I’m more open to something casual without commitment which is a step above hook up in my world. I believe that the cream rises to the top, on both sides. I have no problem bringing my A game for someone I’m interested in, but I’d need to know that my A game is worth bringing out before getting aaaalllll the way to the other side and into something more formal. Until then it’s probably unreasonable for me to expect a commitment of any sort till this part is worked out, which is fine, cream goes to the top.

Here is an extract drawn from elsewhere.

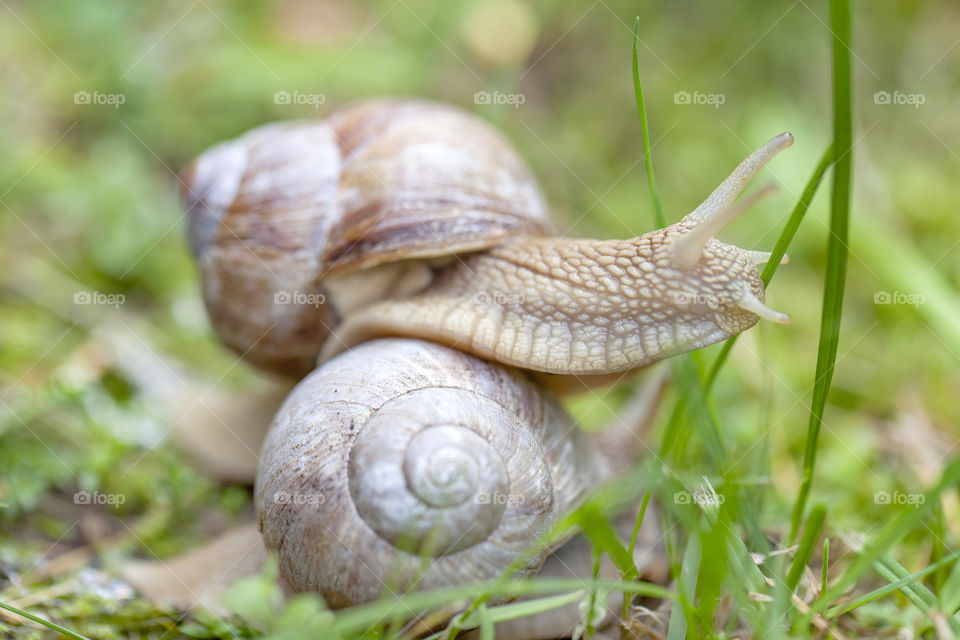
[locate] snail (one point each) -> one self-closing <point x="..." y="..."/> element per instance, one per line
<point x="402" y="462"/>
<point x="405" y="247"/>
<point x="416" y="219"/>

We’re not in our 20’s any more and the rules of the game have been flipped around 180*, my commitment is worth much more now to a woman in mid life looking for stability and the 3 P’s: protection, provisioning, providing – because she doesn’t have a man in her life to provide those things for her if she is looking to spend time with me.
So in ascending order:
— Hook up?
Nah, prob not, but I’d be open to sitting down and hearing why it is in my best interests. But it would have to be quite a sell, but not an impossible one.
— Casual, NSA?
It would have to be the kind where both are interested in continuing to grow and work on it while learning about each other to be sure it’s right for both. If so, then yea, sure.

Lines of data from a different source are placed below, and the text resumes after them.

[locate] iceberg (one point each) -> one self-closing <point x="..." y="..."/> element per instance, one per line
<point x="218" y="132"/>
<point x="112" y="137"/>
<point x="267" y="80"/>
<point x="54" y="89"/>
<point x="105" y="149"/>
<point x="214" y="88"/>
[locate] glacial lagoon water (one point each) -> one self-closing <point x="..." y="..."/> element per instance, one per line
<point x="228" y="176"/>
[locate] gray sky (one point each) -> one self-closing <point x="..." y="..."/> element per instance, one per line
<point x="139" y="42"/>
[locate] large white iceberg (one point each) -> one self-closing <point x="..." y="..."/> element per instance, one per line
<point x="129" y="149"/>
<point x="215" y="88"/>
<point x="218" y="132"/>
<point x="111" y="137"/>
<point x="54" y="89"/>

I’m not really the jealous type any more, and if I’m not the cream at the top within all the guys she is seeing then she shouldn’t see me and should see the guy who is the best fit for her.
Same goes for me, I’ll promote the girl who makes me the happiest, and is the best match, and bringing her best girl game for me to enjoy.
You’ve got my attention now, I see some value with our casual time together and we have fun when we’re out doing things. She reflects well on me, and I’m investing time to train her in what I like. And the results are positive, and she’s become a real multiplier in my life
Gotta climb up the rungs of the casual -> dating ladder first to get here, and it would have to be so good that I’d want to give you 100% of my attention, that it would be stupid of me not to. In my perfect world I’d want it to be so good that I’m pretty much not given a choice, that I’d have to get all in, any other option just isn’t an option.
I have great value, I need to know that it will be reciprocated in some way that has equal value to me. I can’t learn that without spending some time and having some experience with who you are first.
Do all the bits fit into the right places in the right way where everybody is squealing in happiness ?The body bits are obviously very important, but mental/emotional/life/family bits are too. If things are all good then let’s keep going.
In the end this is all a transaction of sorts, everybody needs to be happy with the deal. I won’t ever just give my value away without knowing that ALL the bits fit right first.
A really interesting question, glad I was asked. In my head I think I had it worked out, but it took me a bit to turn it into words that make sense to me. Nice to see it written out to help seal it for me.